Music and Big Sur

I left out a couple of photos from the post on Monday and Tuesday.  Here some of us are, hanging around the garden of the Carmel Mission, waiting for the All Bach Organ Recital:

It was a nice day, too, one of the few that week.  And I took my usual photo of the inside of the Carmel Mission nave, which is too gorgeous to omit:

The other thing I didn’t add about Tuesday was that, during the Bach Dialogues concert, the modern piece by Lachenmann was very poorly received; my diary says it was “random noises from (mostly) the chorus,” and that 4 people walked out!

Wednesday was a little different.  We didn’t have a concert until 3 PM, so we decided to drive down the coast to Big Sur and have lunch there.  We started down under a windy overcast – the wind at this stop was so stiff it almost blew me over, and I’m pretty solid.

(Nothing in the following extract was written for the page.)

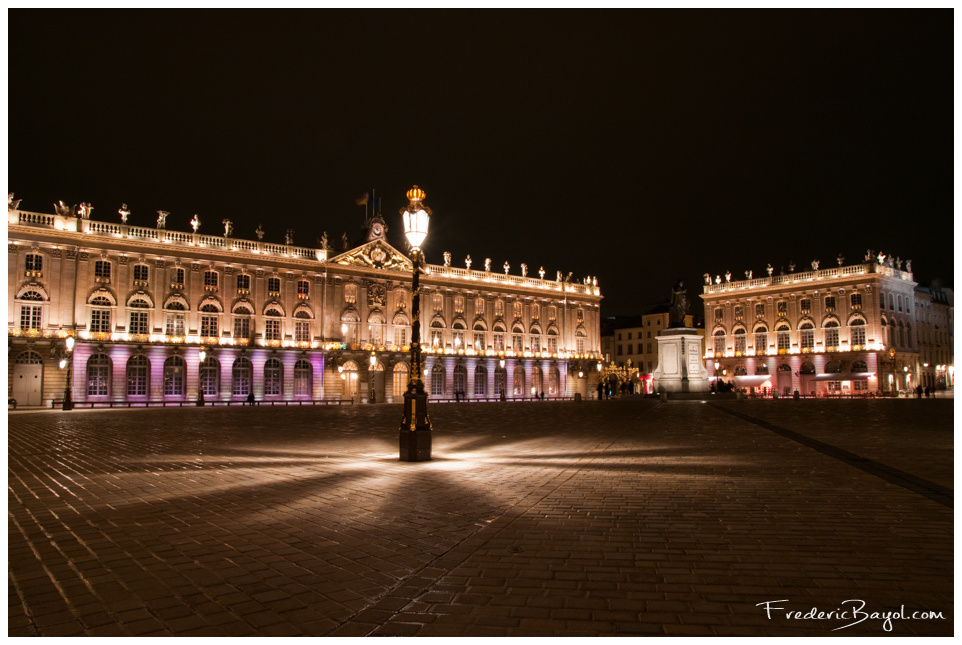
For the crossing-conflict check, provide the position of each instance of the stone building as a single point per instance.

Eventually the overcast changed to a thick fog and then cleared.

It ended up one of the nicest afternoons we had, including a lovely lunch in the outside patio of Ripplewood, in Big Sur.

On the way back, Jim decided we should drive the Coast Road.  This is the road which predates Highway 1. dating to the 1920s or before.  I didn’t get any photos because we didn’t stop; it’s a 2 lane road, graded but not paved – it runs through the El Sur Ranch, the only Spanish land grant that was never taken over or broken up.  The road is narrow, winding, and lined with No Trespassing and Stay In Your Car signs.  We were very glad to be in the Subaru Outback with its high clearance and all wheel drive. We averaged 10-15 MPH, lurching madly, and took 45 minutes (maybe longer; Jim says it’s 10 miles long). I don’t think we saw 3 other cars until we came to the Bixby Creek Bridge overlook – everybody pulls off Highway 1 to come in there and take photos of the bridge.  Massive traffic jam, from people who were not sure what they wanted their cars to do.

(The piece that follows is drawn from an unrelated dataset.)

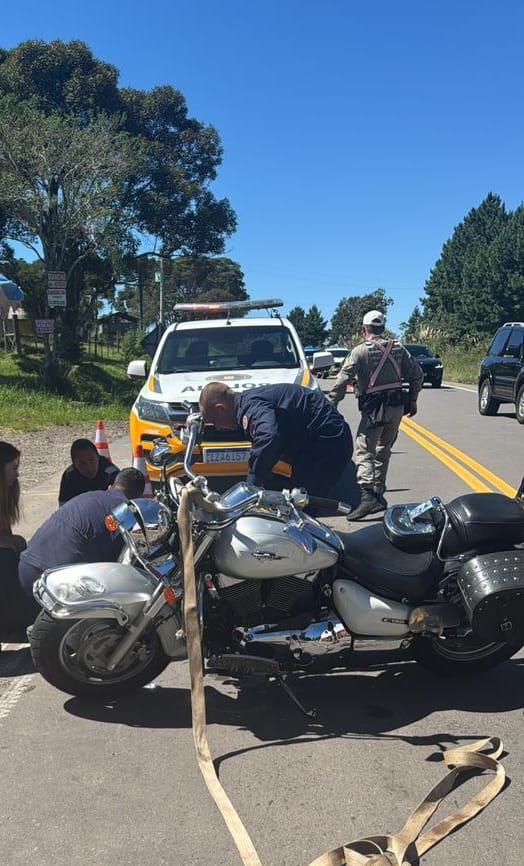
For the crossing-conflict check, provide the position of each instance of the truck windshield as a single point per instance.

Wednesday afternoon’s concert was 2 Bach cantatas, at All Saints, with the same collection of singers.  I didn’t write anything specific about it, but we always enjoy Bach.  They did My Soul Magnifies the Lord (BWV 10) and Soar Joyfully Aloft (BWV 36.5). 

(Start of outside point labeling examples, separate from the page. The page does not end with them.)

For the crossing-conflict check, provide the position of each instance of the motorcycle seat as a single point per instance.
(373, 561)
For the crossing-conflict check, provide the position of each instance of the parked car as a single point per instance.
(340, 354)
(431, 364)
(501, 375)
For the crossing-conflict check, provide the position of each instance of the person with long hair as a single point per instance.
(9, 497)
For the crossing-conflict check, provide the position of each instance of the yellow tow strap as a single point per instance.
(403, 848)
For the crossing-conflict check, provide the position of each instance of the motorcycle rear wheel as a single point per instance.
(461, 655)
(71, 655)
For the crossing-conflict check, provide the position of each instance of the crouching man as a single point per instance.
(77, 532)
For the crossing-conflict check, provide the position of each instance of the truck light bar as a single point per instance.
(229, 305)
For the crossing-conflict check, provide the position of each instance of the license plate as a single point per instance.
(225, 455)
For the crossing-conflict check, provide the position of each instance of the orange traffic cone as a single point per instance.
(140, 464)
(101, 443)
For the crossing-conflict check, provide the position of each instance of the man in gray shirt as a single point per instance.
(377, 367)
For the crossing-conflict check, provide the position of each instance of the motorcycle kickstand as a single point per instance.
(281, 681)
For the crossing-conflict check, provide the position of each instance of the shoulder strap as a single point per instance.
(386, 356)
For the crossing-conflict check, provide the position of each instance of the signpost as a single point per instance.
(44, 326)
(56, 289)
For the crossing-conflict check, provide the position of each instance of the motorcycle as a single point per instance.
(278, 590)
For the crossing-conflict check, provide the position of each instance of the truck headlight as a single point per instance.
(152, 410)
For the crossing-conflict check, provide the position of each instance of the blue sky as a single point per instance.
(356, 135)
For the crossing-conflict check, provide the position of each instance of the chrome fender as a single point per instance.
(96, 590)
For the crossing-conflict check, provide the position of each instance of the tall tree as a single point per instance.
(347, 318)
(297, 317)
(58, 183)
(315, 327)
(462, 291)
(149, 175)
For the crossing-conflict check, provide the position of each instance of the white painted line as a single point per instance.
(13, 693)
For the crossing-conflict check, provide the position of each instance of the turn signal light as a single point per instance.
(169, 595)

The Wednesday night concert was in the Carmel Mission Basilica again, and was a little different – it was called In the Beginning and was a collection of American hymns, psalms, and spiritual songs.  It included a few modern pieces (“modern” being 19th century or later!):  a Carolyn Shaw, an Aaron Copeland, a Charles Ives, and a Randall Thompson.  This was a totally different collection of singers from the afternoon concert, and I don’t recall anything standing out except that I knew some of the traditional pieces (how can you not know Elijah Rock!).